Chatbots are marketed as great companions, able to answer any question at any time. They’re not just tools, but confidants; they do your homework, write love notes, and, as one recent lawsuit against OpenAI details, might readily answer 1,460 messages from the same manic user in a 48-hour period.

In an attempt to unwind some of these problems, researchers at MIT recently put out a study, which is not yet peer-reviewed, that attempts to systematically map how AI-induced mental-health breakdowns might unfold in people. They did not have privileged access to data from OpenAI or any other tech companies. So they ran an experiment. “What we can do is to simulate some of these cases,” Pat Pataranutaporn, who studies human-AI interactions at MIT and is a co-author of the study, told me. The researchers used a large language model for a bit of role play.
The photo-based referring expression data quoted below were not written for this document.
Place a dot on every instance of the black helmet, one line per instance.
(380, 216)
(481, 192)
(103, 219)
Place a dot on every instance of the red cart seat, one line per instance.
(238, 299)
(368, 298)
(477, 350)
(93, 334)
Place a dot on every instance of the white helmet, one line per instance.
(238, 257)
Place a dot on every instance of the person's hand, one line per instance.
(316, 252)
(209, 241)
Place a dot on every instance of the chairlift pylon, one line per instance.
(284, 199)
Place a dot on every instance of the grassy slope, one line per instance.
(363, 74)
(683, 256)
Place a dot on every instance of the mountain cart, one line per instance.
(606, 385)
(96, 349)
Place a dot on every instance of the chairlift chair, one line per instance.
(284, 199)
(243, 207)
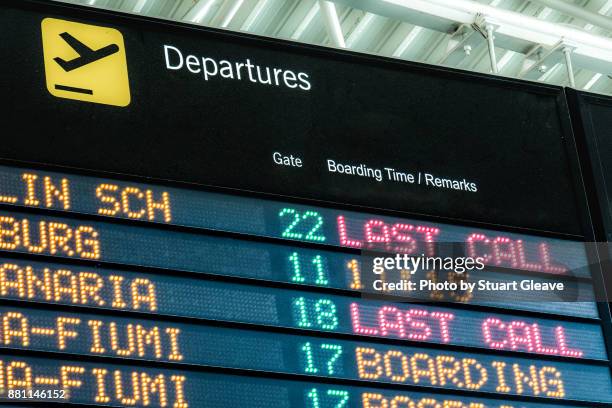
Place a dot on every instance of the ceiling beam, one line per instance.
(515, 31)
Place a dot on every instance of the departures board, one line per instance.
(197, 226)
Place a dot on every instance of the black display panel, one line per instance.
(172, 236)
(351, 121)
(592, 117)
(114, 385)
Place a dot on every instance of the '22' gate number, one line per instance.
(301, 225)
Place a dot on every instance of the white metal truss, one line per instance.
(564, 42)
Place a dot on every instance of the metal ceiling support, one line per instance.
(539, 60)
(567, 52)
(461, 44)
(491, 44)
(515, 31)
(199, 11)
(332, 23)
(573, 10)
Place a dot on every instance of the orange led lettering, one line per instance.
(9, 233)
(13, 285)
(153, 385)
(129, 332)
(31, 199)
(61, 194)
(118, 301)
(87, 243)
(418, 372)
(61, 277)
(34, 283)
(143, 291)
(521, 378)
(68, 381)
(14, 324)
(551, 382)
(179, 392)
(149, 337)
(120, 389)
(113, 206)
(403, 373)
(468, 364)
(63, 333)
(59, 236)
(90, 285)
(18, 375)
(163, 206)
(428, 403)
(128, 209)
(27, 238)
(448, 367)
(502, 386)
(96, 340)
(8, 199)
(101, 395)
(402, 402)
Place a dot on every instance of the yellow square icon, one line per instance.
(85, 62)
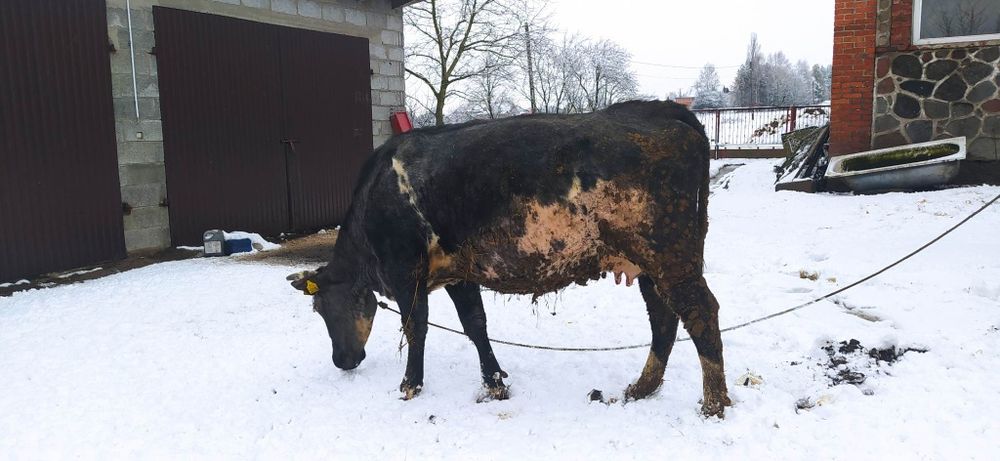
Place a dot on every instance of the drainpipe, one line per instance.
(131, 49)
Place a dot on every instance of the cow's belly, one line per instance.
(540, 249)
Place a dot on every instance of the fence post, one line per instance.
(718, 125)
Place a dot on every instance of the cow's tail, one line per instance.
(703, 189)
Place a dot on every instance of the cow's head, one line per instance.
(347, 307)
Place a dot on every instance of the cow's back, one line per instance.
(530, 204)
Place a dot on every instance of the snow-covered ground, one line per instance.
(222, 359)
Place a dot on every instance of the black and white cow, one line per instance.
(529, 205)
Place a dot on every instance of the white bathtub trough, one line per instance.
(910, 167)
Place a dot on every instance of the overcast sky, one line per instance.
(691, 33)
In essence, they had chatbots pretend to be people, simulating how users with, say, depression or suicidal ideation might communicate with an AI model based on real-world cases: chatbots talking with chatbots. Pataranutaporn is aware that this sounds absurd, but he framed the research as a sort of first step, absent better data and high-quality human studies.
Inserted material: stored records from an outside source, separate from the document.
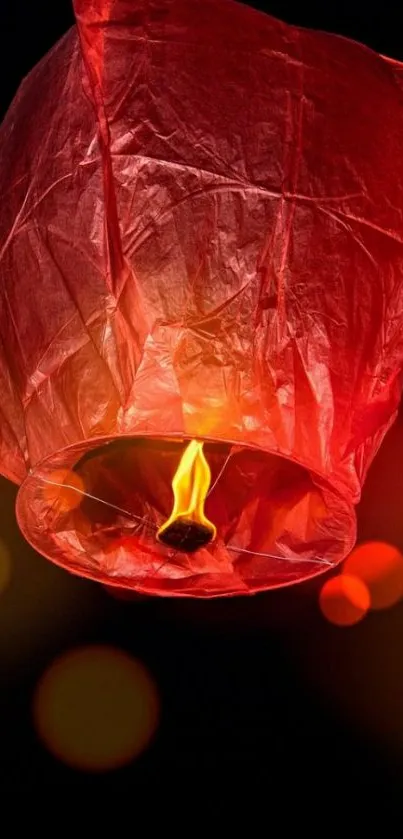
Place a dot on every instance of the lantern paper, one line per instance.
(201, 237)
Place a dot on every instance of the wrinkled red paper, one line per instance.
(200, 236)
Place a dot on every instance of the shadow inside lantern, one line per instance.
(276, 523)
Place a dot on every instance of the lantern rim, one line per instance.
(71, 456)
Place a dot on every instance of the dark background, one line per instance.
(259, 688)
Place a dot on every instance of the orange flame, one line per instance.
(190, 486)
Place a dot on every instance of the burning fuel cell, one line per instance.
(188, 528)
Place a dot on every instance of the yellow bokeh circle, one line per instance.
(96, 708)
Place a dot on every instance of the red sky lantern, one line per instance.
(201, 294)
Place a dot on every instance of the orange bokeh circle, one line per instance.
(344, 600)
(380, 567)
(96, 708)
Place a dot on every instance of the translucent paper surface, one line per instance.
(200, 236)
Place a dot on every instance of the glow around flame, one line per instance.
(190, 486)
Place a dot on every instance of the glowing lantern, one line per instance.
(201, 294)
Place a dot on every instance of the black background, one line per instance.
(259, 688)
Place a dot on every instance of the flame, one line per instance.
(190, 486)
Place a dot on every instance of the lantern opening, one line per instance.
(188, 528)
(274, 519)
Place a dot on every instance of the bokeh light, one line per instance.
(5, 567)
(64, 490)
(380, 567)
(96, 708)
(344, 600)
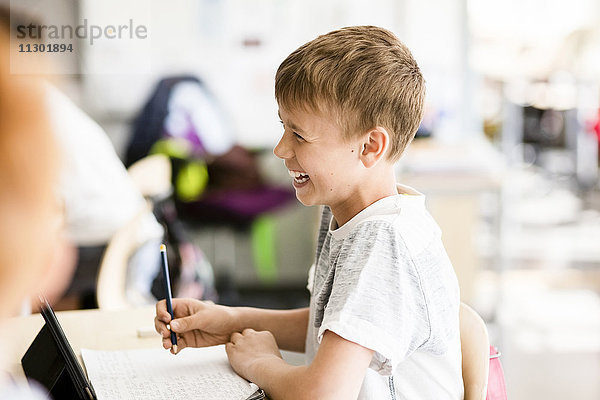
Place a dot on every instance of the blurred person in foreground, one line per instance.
(32, 245)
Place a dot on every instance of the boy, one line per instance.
(383, 315)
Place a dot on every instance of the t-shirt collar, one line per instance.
(406, 197)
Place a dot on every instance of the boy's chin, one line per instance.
(305, 200)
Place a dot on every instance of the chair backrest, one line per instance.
(112, 274)
(152, 177)
(475, 348)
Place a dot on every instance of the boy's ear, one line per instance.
(374, 146)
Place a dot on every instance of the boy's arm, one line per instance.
(288, 326)
(200, 324)
(337, 372)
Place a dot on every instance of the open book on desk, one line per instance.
(194, 373)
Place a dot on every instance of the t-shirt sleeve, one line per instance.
(377, 299)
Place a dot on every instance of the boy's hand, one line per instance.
(249, 347)
(196, 323)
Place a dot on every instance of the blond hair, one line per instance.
(363, 75)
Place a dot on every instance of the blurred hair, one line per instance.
(364, 76)
(28, 173)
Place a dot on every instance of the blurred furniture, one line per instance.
(475, 348)
(152, 177)
(463, 186)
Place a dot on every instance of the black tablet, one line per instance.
(50, 361)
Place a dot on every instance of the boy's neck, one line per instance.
(365, 194)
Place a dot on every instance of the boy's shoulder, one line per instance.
(400, 220)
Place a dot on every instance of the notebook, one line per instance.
(194, 373)
(130, 374)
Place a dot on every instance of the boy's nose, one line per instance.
(283, 150)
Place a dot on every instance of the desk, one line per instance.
(92, 329)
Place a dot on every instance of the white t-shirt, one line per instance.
(383, 280)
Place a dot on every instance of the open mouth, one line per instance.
(299, 177)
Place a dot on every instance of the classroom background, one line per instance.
(507, 153)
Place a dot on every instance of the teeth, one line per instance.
(298, 176)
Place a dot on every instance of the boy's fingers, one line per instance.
(184, 324)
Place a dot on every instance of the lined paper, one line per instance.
(202, 373)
Based on 18 publicly reported cases of a person’s conversations with a chatbot worsening their symptoms of psychosis, depression, anorexia, or three other conditions, Pataranutaporn and his team simulated more than 2,000 scenarios. A co-author with a background in psychology, Constanze Albrecht, manually reviewed a random sample of the resulting conversations for plausibility. Then all of the simulated conversations were analyzed by still another specialized AI model to “generate a taxonomy of harm that can be caused by LLMs,” Chayapatr Archiwaranguprok, an AI researcher at MIT and a co-author of the study, told me—in other words, a sort of map of the types of scenarios and conversations in which chatbots are more likely to improve or worsen a user’s mental health.